Source: http://www.lexology.com, February 15, 2013
By: David Erickson and Mark Anstoetter, Shook Hardy & Bacon LLP
A federal court in California has dismissed the City of San Diego’s claims against the owner of a former petroleum depot. California v. Kinder Morgan Energy Partners, L.P., No. 07-cv-1883 (S.D. Cal. 1/25/13). Petroleum from the former depot operation had reached the groundwater and was found in water below the city’s property. Remediation of the depot site had proceeded with cooperation and oversight by the San Diego Water Board. The subsurface petroleum contamination was addressed in accordance with agreed cleanup levels. San Diego, however, later ordered remediation to pre-release conditions and sued seeking damages.
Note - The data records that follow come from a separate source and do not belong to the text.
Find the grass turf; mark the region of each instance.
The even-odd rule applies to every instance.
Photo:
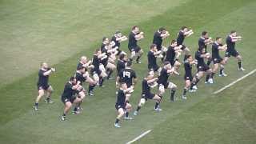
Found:
[[[226,37],[230,29],[235,29],[244,38],[243,42],[238,43],[237,46],[244,57],[245,67],[250,71],[255,68],[253,61],[253,56],[256,54],[253,49],[255,44],[251,33],[254,30],[253,26],[255,26],[254,15],[255,5],[253,1],[201,2],[191,1],[138,23],[146,37],[140,45],[145,51],[147,51],[147,47],[152,41],[153,32],[162,26],[166,26],[166,28],[170,30],[172,38],[181,26],[191,26],[196,33],[186,40],[186,44],[193,51],[196,50],[197,39],[203,30],[207,30],[214,37],[217,34]],[[204,9],[200,9],[202,7]],[[127,34],[128,29],[124,31]],[[95,47],[97,45],[98,43],[95,43],[91,47]],[[122,48],[126,50],[126,43],[122,44]],[[97,88],[95,97],[86,99],[83,104],[85,109],[83,114],[78,116],[70,114],[67,122],[60,122],[58,117],[62,110],[62,104],[60,102],[59,95],[63,86],[67,78],[74,73],[78,58],[84,54],[91,55],[93,50],[82,51],[56,65],[59,72],[52,76],[50,82],[56,90],[53,97],[57,103],[46,106],[41,102],[38,113],[34,113],[31,110],[34,99],[33,96],[37,94],[34,86],[36,74],[1,88],[1,97],[4,98],[0,102],[2,124],[0,142],[123,143],[149,129],[153,129],[152,134],[146,136],[138,142],[139,143],[253,143],[255,142],[255,126],[253,122],[255,122],[256,116],[254,113],[255,106],[252,102],[255,102],[253,95],[255,90],[253,86],[250,87],[251,85],[254,85],[255,74],[234,86],[229,92],[224,91],[217,96],[211,94],[213,91],[245,74],[237,71],[234,59],[229,61],[226,66],[229,77],[216,78],[218,83],[211,86],[201,82],[200,90],[197,94],[190,94],[189,100],[186,102],[170,103],[168,95],[166,94],[165,102],[162,105],[164,111],[161,113],[154,113],[152,110],[154,103],[149,102],[134,122],[122,121],[123,127],[121,130],[113,127],[116,114],[114,107],[115,88],[113,81],[106,82],[106,87],[103,90]],[[142,58],[144,63],[146,59],[144,56]],[[134,65],[134,67],[140,78],[146,71],[146,66],[141,65]],[[181,73],[182,76],[171,78],[179,87],[178,96],[181,95],[183,87],[182,70]],[[131,102],[134,106],[137,104],[140,92],[139,82]],[[238,106],[236,104],[238,98],[240,103]],[[239,106],[242,108],[239,109]],[[223,109],[226,110],[222,111]],[[239,113],[236,113],[238,109],[240,110]],[[241,114],[244,114],[245,118],[241,118]],[[248,126],[250,128],[248,128]],[[241,131],[238,132],[235,130]]]

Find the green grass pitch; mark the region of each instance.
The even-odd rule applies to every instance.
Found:
[[[0,143],[126,143],[148,130],[152,131],[134,143],[256,143],[256,74],[213,94],[256,68],[255,7],[254,0],[0,0]],[[171,78],[179,100],[169,102],[167,92],[161,113],[154,112],[149,101],[134,121],[122,120],[121,129],[113,125],[115,82],[106,81],[105,88],[95,88],[95,96],[85,99],[82,114],[70,114],[67,121],[60,122],[60,95],[79,57],[91,57],[103,36],[117,29],[127,35],[133,25],[145,33],[139,42],[145,52],[160,26],[171,34],[166,45],[182,26],[192,28],[195,33],[185,43],[193,55],[202,30],[226,38],[236,30],[243,37],[236,46],[246,71],[238,71],[230,58],[228,77],[216,76],[211,86],[201,82],[199,90],[182,101],[182,66],[181,76]],[[128,51],[126,42],[121,49]],[[42,99],[35,113],[32,106],[42,61],[57,68],[50,79],[55,103]],[[131,98],[134,107],[147,71],[146,54],[142,62],[134,65],[140,78]]]

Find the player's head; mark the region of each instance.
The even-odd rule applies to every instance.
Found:
[[[193,57],[191,54],[186,55],[185,57],[186,57],[186,60],[188,61],[189,62],[193,61]]]
[[[49,68],[48,64],[46,62],[42,62],[41,68],[48,69]]]
[[[82,62],[83,64],[87,62],[87,58],[86,56],[82,56],[80,58],[80,62]]]
[[[103,38],[102,38],[102,42],[103,42],[103,43],[109,43],[109,42],[110,42],[110,40],[109,40],[108,38],[103,37]]]
[[[164,27],[160,27],[158,30],[161,34],[165,34],[166,32],[166,30]]]
[[[80,71],[81,73],[85,73],[86,72],[86,68],[83,66],[78,66],[78,70]]]
[[[166,68],[166,69],[170,69],[171,68],[171,65],[170,65],[170,62],[165,62],[164,63],[163,63],[163,67],[164,68]]]
[[[172,46],[177,46],[177,41],[174,40],[174,39],[171,40],[171,41],[170,41],[170,45],[171,45]]]
[[[217,37],[216,42],[217,43],[221,44],[222,42],[222,38],[221,37]]]
[[[139,28],[138,28],[138,26],[134,26],[131,30],[135,33],[138,33],[139,32]]]
[[[132,66],[132,64],[133,64],[133,62],[132,62],[131,61],[128,61],[128,62],[126,62],[126,66],[127,66],[127,67],[130,67],[130,66]]]
[[[122,37],[122,33],[121,31],[118,30],[114,33],[114,36],[116,37]]]
[[[121,83],[121,88],[123,89],[123,90],[127,89],[127,85],[126,85],[126,83],[122,82],[122,83]]]
[[[183,31],[183,32],[186,32],[188,30],[187,27],[186,26],[182,26],[181,28],[181,30]]]
[[[74,84],[77,83],[77,80],[75,79],[75,78],[74,78],[74,76],[72,76],[72,77],[70,78],[70,82],[73,85],[74,85]]]
[[[235,30],[231,30],[231,31],[230,31],[230,35],[231,35],[232,37],[235,37],[235,36],[237,36],[237,32],[236,32]]]
[[[156,51],[156,50],[157,50],[157,45],[151,44],[150,45],[150,50]]]
[[[208,38],[209,35],[208,35],[208,32],[207,31],[202,31],[202,37],[204,38]]]
[[[154,70],[150,70],[147,74],[148,78],[154,78]]]
[[[122,60],[122,61],[123,61],[123,60],[125,59],[125,57],[126,57],[126,54],[121,54],[119,55],[119,59]]]

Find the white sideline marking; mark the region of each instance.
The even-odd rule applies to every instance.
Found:
[[[136,137],[134,139],[130,141],[130,142],[127,142],[126,144],[131,144],[133,142],[134,142],[135,141],[142,138],[142,137],[144,137],[146,134],[149,134],[151,132],[151,130],[149,130],[147,131],[145,131],[144,133],[142,133],[142,134],[140,134],[139,136]]]
[[[236,82],[239,82],[239,81],[241,81],[241,80],[244,79],[245,78],[248,77],[249,75],[250,75],[250,74],[252,74],[255,73],[255,71],[256,71],[256,69],[254,69],[254,70],[252,70],[251,72],[250,72],[250,73],[246,74],[246,75],[244,75],[244,76],[241,77],[240,78],[238,78],[238,79],[237,79],[237,80],[234,81],[233,82],[230,83],[229,85],[226,85],[226,86],[222,87],[222,89],[220,89],[220,90],[218,90],[215,91],[214,94],[218,94],[218,93],[222,92],[222,90],[224,90],[225,89],[226,89],[226,88],[228,88],[228,87],[230,87],[231,86],[233,86],[233,85],[234,85],[234,84],[235,84]]]

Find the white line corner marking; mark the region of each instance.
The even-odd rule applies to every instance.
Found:
[[[254,70],[252,70],[251,72],[246,74],[246,75],[241,77],[240,78],[234,81],[233,82],[230,83],[229,85],[226,85],[226,86],[222,87],[222,89],[215,91],[214,94],[218,94],[218,93],[220,93],[220,92],[223,91],[225,89],[226,89],[226,88],[228,88],[228,87],[230,87],[231,86],[233,86],[233,85],[235,84],[236,82],[238,82],[244,79],[245,78],[248,77],[249,75],[253,74],[254,73],[255,73],[255,71],[256,71],[256,69],[254,69]]]
[[[142,133],[142,134],[140,134],[139,136],[136,137],[134,139],[133,139],[133,140],[126,142],[126,144],[131,144],[131,143],[134,142],[135,141],[142,138],[144,137],[146,134],[149,134],[149,133],[150,133],[150,132],[151,132],[151,130],[147,130],[147,131],[145,131],[144,133]]]

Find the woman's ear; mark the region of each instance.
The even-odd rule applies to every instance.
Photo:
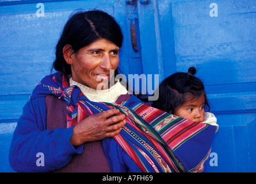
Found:
[[[72,47],[71,45],[66,44],[63,47],[62,53],[63,57],[68,64],[73,64],[73,53],[74,51],[72,49]]]

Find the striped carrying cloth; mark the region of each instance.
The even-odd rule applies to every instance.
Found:
[[[143,172],[201,172],[210,152],[215,126],[195,122],[132,101],[88,100],[57,72],[44,78],[33,92],[66,101],[67,128],[110,109],[125,115],[127,124],[113,138]]]

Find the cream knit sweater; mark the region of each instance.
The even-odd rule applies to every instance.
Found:
[[[72,77],[69,79],[69,84],[71,86],[77,86],[84,95],[93,102],[113,103],[117,99],[117,98],[118,98],[120,95],[127,94],[128,93],[125,87],[121,84],[119,80],[110,88],[103,90],[97,90],[83,85],[73,80]]]

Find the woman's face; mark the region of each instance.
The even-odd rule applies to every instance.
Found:
[[[67,62],[73,80],[94,89],[100,83],[101,89],[109,88],[110,79],[119,64],[119,51],[118,46],[104,39],[81,48]]]
[[[187,101],[178,108],[175,115],[183,118],[196,122],[203,122],[205,120],[205,96]]]

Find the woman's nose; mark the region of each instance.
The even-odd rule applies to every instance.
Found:
[[[100,65],[101,68],[110,71],[112,69],[111,59],[109,55],[105,55],[102,58],[102,62]]]

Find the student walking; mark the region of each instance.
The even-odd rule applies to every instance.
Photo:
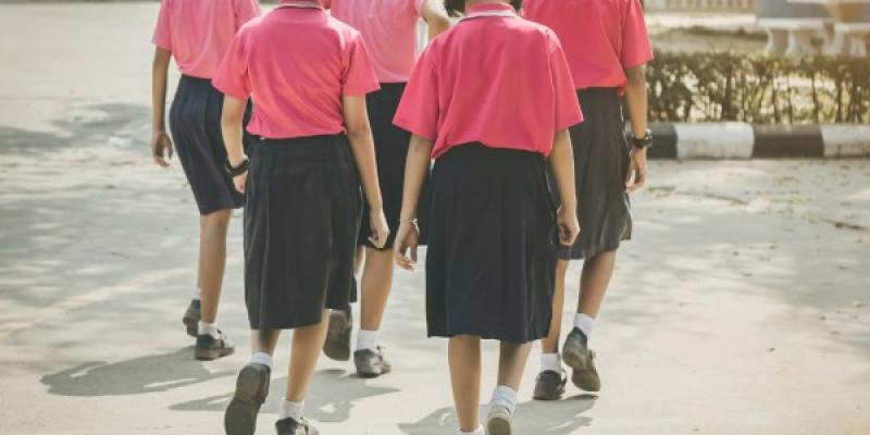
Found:
[[[557,400],[567,378],[559,358],[564,278],[570,260],[584,259],[574,327],[561,359],[573,370],[574,385],[598,391],[600,380],[589,336],[613,275],[617,249],[632,234],[629,194],[646,181],[647,86],[644,65],[652,59],[638,0],[526,0],[525,17],[556,32],[571,66],[586,121],[571,128],[577,214],[583,232],[559,252],[552,324],[542,341],[540,373],[534,397]],[[620,97],[625,95],[633,147],[625,141]]]
[[[396,236],[405,269],[417,262],[415,212],[435,159],[426,322],[430,336],[449,338],[460,434],[484,433],[481,339],[500,341],[486,433],[515,433],[531,341],[550,324],[556,245],[570,246],[580,231],[568,127],[582,114],[559,40],[520,18],[520,3],[448,0],[449,13],[465,16],[424,51],[395,119],[413,134]],[[564,204],[558,213],[548,158]]]
[[[360,34],[316,1],[282,1],[239,30],[214,77],[225,95],[228,170],[245,206],[245,298],[253,357],[226,409],[228,435],[251,435],[269,391],[281,330],[295,330],[278,435],[318,431],[302,407],[326,336],[330,310],[347,309],[361,210],[370,240],[389,231],[377,184],[364,96],[377,79]],[[263,139],[243,153],[248,129]]]
[[[419,20],[422,17],[428,25],[430,40],[446,30],[450,21],[437,0],[324,0],[324,5],[332,8],[334,17],[360,32],[381,83],[381,89],[369,94],[365,99],[384,214],[390,233],[395,234],[399,227],[405,160],[411,134],[393,125],[393,116],[417,62]],[[372,245],[368,214],[368,211],[362,213],[358,240],[359,246],[365,247],[365,266],[361,283],[362,319],[353,352],[357,374],[363,377],[378,376],[391,370],[377,338],[393,286],[394,237],[389,237],[382,249]],[[339,361],[350,358],[351,330],[350,310],[333,311],[323,348],[327,357]]]
[[[224,170],[221,137],[223,95],[211,78],[243,24],[260,14],[258,0],[163,0],[153,44],[153,120],[151,152],[169,166],[173,139],[199,208],[199,266],[183,322],[196,337],[195,357],[213,360],[233,353],[234,345],[215,325],[226,264],[226,232],[233,209],[245,197],[233,188]],[[166,75],[174,58],[182,78],[170,110],[172,139],[166,134]]]

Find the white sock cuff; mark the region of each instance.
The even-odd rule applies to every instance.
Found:
[[[574,327],[582,331],[588,338],[592,335],[592,327],[595,325],[595,319],[584,313],[576,313],[574,315]]]
[[[517,409],[517,390],[507,385],[497,386],[493,390],[493,400],[489,405],[505,407],[510,413],[513,413]]]
[[[542,353],[540,355],[540,372],[552,371],[561,373],[562,362],[559,353]]]
[[[265,365],[272,369],[272,356],[266,352],[256,352],[251,357],[251,362],[254,364]]]
[[[377,334],[378,331],[360,330],[357,333],[357,350],[377,350]]]
[[[483,425],[477,426],[477,428],[475,428],[472,432],[462,432],[462,430],[458,430],[456,433],[459,434],[459,435],[485,435],[486,434],[486,432],[483,431]]]
[[[285,398],[281,402],[281,413],[278,414],[278,420],[290,418],[296,421],[300,421],[302,419],[302,407],[304,407],[304,401],[289,401]]]

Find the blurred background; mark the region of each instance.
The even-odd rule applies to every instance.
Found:
[[[605,388],[531,401],[533,357],[521,433],[870,434],[870,4],[645,3],[656,160],[596,326]],[[2,435],[222,433],[248,351],[243,216],[221,308],[239,348],[197,362],[178,321],[196,206],[148,150],[158,7],[0,1]],[[397,273],[394,374],[322,361],[324,434],[452,433],[423,301],[422,272]]]

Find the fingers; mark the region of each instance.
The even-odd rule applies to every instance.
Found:
[[[246,173],[233,178],[233,184],[236,186],[236,190],[239,194],[244,194],[245,192],[245,187],[248,184],[248,173],[246,172]]]
[[[417,265],[417,248],[414,247],[410,249],[411,251],[410,258],[405,254],[407,250],[408,247],[405,245],[396,246],[396,264],[398,264],[399,268],[405,269],[406,271],[413,272],[414,265]]]
[[[634,183],[625,187],[625,191],[629,194],[644,187],[644,183],[646,182],[646,171],[642,169],[636,169],[634,171]]]
[[[170,163],[166,161],[166,159],[163,158],[163,156],[154,153],[153,158],[154,158],[154,163],[157,163],[158,166],[169,167]]]

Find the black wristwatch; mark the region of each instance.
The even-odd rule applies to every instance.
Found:
[[[226,161],[226,172],[229,173],[229,176],[233,178],[244,175],[248,172],[248,159],[241,161],[238,166],[233,166],[233,163],[229,163],[229,160]]]
[[[644,133],[644,137],[634,138],[634,147],[638,149],[646,149],[652,146],[652,130],[649,128]]]

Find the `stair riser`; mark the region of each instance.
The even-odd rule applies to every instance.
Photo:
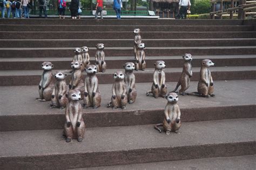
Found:
[[[145,50],[146,56],[180,56],[186,53],[193,55],[254,55],[256,53],[256,48],[237,49],[149,49]],[[90,53],[96,53],[96,50],[91,50]],[[125,50],[105,49],[106,56],[132,56],[134,52],[132,49]],[[0,50],[0,57],[72,57],[74,53],[72,50]]]
[[[191,122],[255,118],[255,105],[181,108],[181,122]],[[124,111],[120,109],[117,112],[98,113],[87,110],[83,110],[86,127],[156,124],[161,123],[164,118],[164,110]],[[0,116],[0,131],[62,129],[65,119],[64,114]]]
[[[131,39],[131,32],[1,32],[0,37],[5,39]],[[181,38],[256,38],[255,32],[146,32],[142,33],[144,39]],[[94,44],[93,44],[94,45]]]
[[[184,26],[184,25],[0,25],[0,31],[131,31],[139,28],[144,31],[253,31],[253,26]]]
[[[183,60],[182,59],[172,59],[171,57],[169,59],[162,59],[160,57],[158,57],[159,59],[147,59],[147,68],[153,68],[154,63],[158,60],[163,60],[165,62],[165,65],[167,67],[178,67],[183,65]],[[181,58],[181,57],[180,57]],[[211,57],[207,59],[214,61],[214,63],[218,63],[218,66],[254,66],[256,65],[256,58],[213,58]],[[55,69],[57,70],[69,70],[71,69],[70,66],[71,62],[72,57],[70,58],[70,61],[60,61],[60,62],[51,62],[54,64]],[[192,66],[193,67],[200,67],[200,63],[203,59],[194,59],[192,61]],[[48,61],[47,58],[45,61]],[[38,70],[41,69],[41,66],[44,60],[40,62],[0,62],[0,70]],[[131,59],[123,60],[108,60],[106,57],[106,63],[108,69],[123,69],[123,65],[127,62],[134,62],[132,57]],[[95,64],[95,60],[91,60],[91,64]]]
[[[1,24],[20,25],[241,25],[242,20],[225,19],[125,19],[117,22],[116,19],[95,20],[86,19],[79,20],[56,19],[1,19]]]
[[[99,42],[106,47],[132,47],[133,40],[3,40],[0,47],[76,47],[93,46]],[[217,46],[256,46],[256,39],[218,40],[143,40],[146,47],[188,47]],[[95,48],[91,47],[91,48]]]
[[[254,154],[256,142],[0,158],[3,168],[66,169]]]
[[[198,81],[199,72],[193,72],[191,81]],[[151,82],[151,73],[135,73],[136,82],[145,83]],[[166,72],[166,81],[176,81],[180,76],[180,72]],[[238,79],[256,79],[256,71],[220,71],[212,72],[213,80],[238,80]],[[70,79],[68,76],[67,80]],[[99,83],[111,84],[113,83],[113,75],[112,74],[99,74],[97,75]],[[21,86],[21,85],[36,85],[40,82],[41,76],[0,76],[0,86]],[[67,80],[67,82],[69,82]]]

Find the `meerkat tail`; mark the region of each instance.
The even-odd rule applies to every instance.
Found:
[[[158,131],[159,131],[160,133],[161,133],[162,131],[159,128],[158,128],[159,126],[163,126],[163,124],[156,124],[156,125],[154,125],[154,127],[156,130],[158,130]]]
[[[173,90],[173,91],[172,91],[171,92],[170,92],[170,93],[174,93],[176,91],[176,90],[177,90],[178,88],[179,87],[179,86],[180,85],[180,83],[179,83],[179,81],[177,83],[177,85],[176,85],[176,87],[175,87],[175,89]]]

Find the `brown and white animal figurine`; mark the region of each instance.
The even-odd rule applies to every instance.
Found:
[[[154,128],[161,133],[161,130],[158,127],[163,126],[167,134],[169,134],[170,132],[178,133],[181,124],[180,110],[177,104],[178,100],[178,95],[176,93],[170,92],[166,98],[168,101],[164,110],[165,118],[163,124],[156,125]]]
[[[197,85],[197,92],[189,93],[201,97],[215,97],[213,94],[213,80],[209,67],[214,66],[214,63],[210,59],[204,59],[201,63],[200,79]]]
[[[44,70],[39,83],[39,98],[36,100],[45,101],[51,99],[51,93],[54,87],[55,80],[52,76],[52,69],[53,65],[51,62],[45,62],[42,64]]]
[[[190,87],[190,78],[192,76],[191,61],[192,57],[191,54],[185,53],[183,56],[184,60],[184,65],[182,70],[181,75],[178,81],[177,85],[175,89],[171,92],[175,92],[179,86],[181,86],[181,88],[179,91],[179,93],[182,96],[185,95],[185,91]]]
[[[95,65],[98,72],[105,72],[106,69],[106,64],[105,61],[105,53],[103,51],[104,45],[99,43],[96,45],[96,55],[95,55]]]
[[[102,97],[99,90],[99,81],[96,74],[97,67],[95,65],[87,65],[85,69],[87,76],[84,80],[84,108],[100,106]]]
[[[135,35],[134,44],[133,45],[133,51],[134,52],[134,58],[136,58],[136,52],[138,49],[138,45],[142,43],[142,37],[140,36],[140,30],[135,29],[133,30],[133,33]]]
[[[84,66],[85,68],[86,65],[90,64],[90,55],[88,53],[89,48],[86,46],[84,46],[81,48],[82,51],[82,57],[83,57],[83,63],[84,63]]]
[[[163,69],[166,67],[165,62],[162,60],[157,61],[154,64],[155,69],[153,74],[153,84],[151,87],[151,91],[149,90],[146,92],[146,95],[152,93],[155,98],[160,96],[165,97],[167,93],[167,87],[165,85],[165,74],[163,71]]]
[[[72,62],[71,64],[73,70],[71,74],[71,78],[69,83],[69,89],[78,90],[81,92],[81,98],[84,99],[84,81],[83,80],[83,73],[81,66],[83,64],[79,61]]]
[[[135,101],[137,96],[137,91],[135,87],[135,75],[133,73],[134,64],[131,62],[126,63],[124,65],[124,68],[125,70],[124,82],[126,85],[128,102],[131,104]]]
[[[61,71],[57,71],[55,74],[56,79],[55,86],[51,94],[51,108],[60,108],[62,109],[66,107],[68,103],[68,98],[66,97],[66,78],[67,74]]]
[[[122,71],[117,71],[113,74],[114,82],[112,87],[111,101],[107,104],[107,107],[112,108],[120,107],[125,109],[127,99],[126,94],[126,86],[124,83],[124,74]]]
[[[144,71],[146,69],[146,61],[145,60],[145,55],[143,49],[145,48],[144,43],[138,44],[138,49],[136,52],[135,62],[135,70],[139,70]]]
[[[85,125],[82,117],[82,107],[79,103],[81,94],[78,90],[71,90],[66,94],[69,103],[66,106],[64,125],[64,135],[66,141],[69,142],[72,139],[77,139],[81,142],[84,138]]]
San Diego raised a variety of claims, all of which in some way sought damages for other uses that the city might have made of its property absent the contamination, including use as a water storage site and for multiuse development. According to the court, the city failed to prove that it was necessary to remediate the property beyond the levels contemplated in the existing remediation. It also held that the city could not obtain damages (largely measured by loss in rental value) for “lost” uses that the city had neither attempted nor proved were possible at the site. Although the petroleum was within a groundwater zone that had historically been used to provide potable water, no such use had been made since 1936. The court thus determined that the city had not proven that it could make such use of the property, even if remediation were to return the contamination to background levels.